PromptRPA: Generating Robotic Process Automation on Smartphones from Textual Prompts

Tian Huang,Chun Yu,Weinan Shi,Zijian Peng,David Yang,Weiqi Sun,Yuanchun Shi
2024-04-03
Abstract:Robotic Process Automation (RPA) offers a valuable solution for efficiently automating tasks on the graphical user interface (GUI), by emulating human interactions, without modifying existing code. However, its broader adoption is constrained by the need for expertise in both scripting languages and workflow design. To address this challenge, we present PromptRPA, a system designed to comprehend various task-related textual prompts (e.g., goals, procedures), thereby generating and performing corresponding RPA tasks. PromptRPA incorporates a suite of intelligent agents that mimic human cognitive functions, specializing in interpreting user intent, managing external information for RPA generation, and executing operations on smartphones. The agents can learn from user feedback and continuously improve their performance based on the accumulated knowledge. Experimental results indicated a performance jump from a 22.28% success rate in the baseline to 95.21% with PromptRPA, requiring an average of 1.66 user interventions for each new task. PromptRPA presents promising applications in fields such as tutorial creation, smart assistance, and customer service.
Human-Computer Interaction
What problem does this paper attempt to address?
The paper aims to address the limitations of Robotic Process Automation (RPA) technology in smartphone applications. Traditional RPA systems require users to have a certain level of programming knowledge and technical background to design automated task flows, which is a significant barrier for non-technical users. Additionally, the fixed operation sequences of these systems are difficult to adapt to constantly changing Graphical User Interfaces (GUI), making them prone to becoming outdated. To solve the above issues, the paper proposes the PromptRPA system. PromptRPA can accept text prompts provided by users in natural language and automatically generate corresponding RPA tasks. This system is specifically designed for smartphone environments and can understand various task-related text descriptions (such as goals, steps, etc.), thereby generating and executing corresponding RPA tasks. PromptRPA adopts a multi-agent framework, which includes multiple specialized agents to handle different stages of the task: 1. **Information Collection**: The analysis agent is responsible for extracting information from the text prompts and constructing a complete functional description; the retrieval agent is responsible for obtaining external knowledge, such as online tutorials, and combining it with the functional description to form a detailed step description. 2. **Instruction Generation**: The parsing agent converts the collected information into a series of standardized instructions. 3. **Operation Mapping**: The ground agent predicts and executes operations on the smartphone based on the generated instructions; the mobile semantic agent is responsible for extracting semantic information from the mobile interface to assist operation mapping; the evaluation agent ensures the accuracy and reliability of the predictions.

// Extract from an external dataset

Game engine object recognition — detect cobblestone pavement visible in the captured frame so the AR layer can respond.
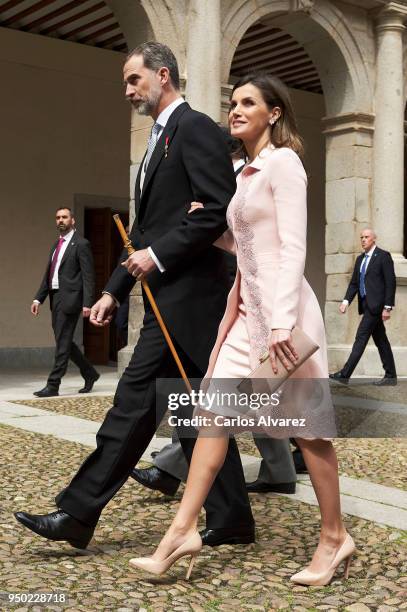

Experimental results show that PromptRPA can significantly improve task success rates, increasing from a baseline of 22.28% to 95.21%, and on average, each new task only requires 1.66 user interventions. Moreover, with increased usage and intervention by users, the system's performance continues to improve. In summary, PromptRPA lowers the application threshold of RPA technology through a text prompt-driven approach, enabling non-technical users to easily automate tasks on smartphones. It has broad application prospects, especially in areas such as tutorial creation, intelligent assistance, and customer service.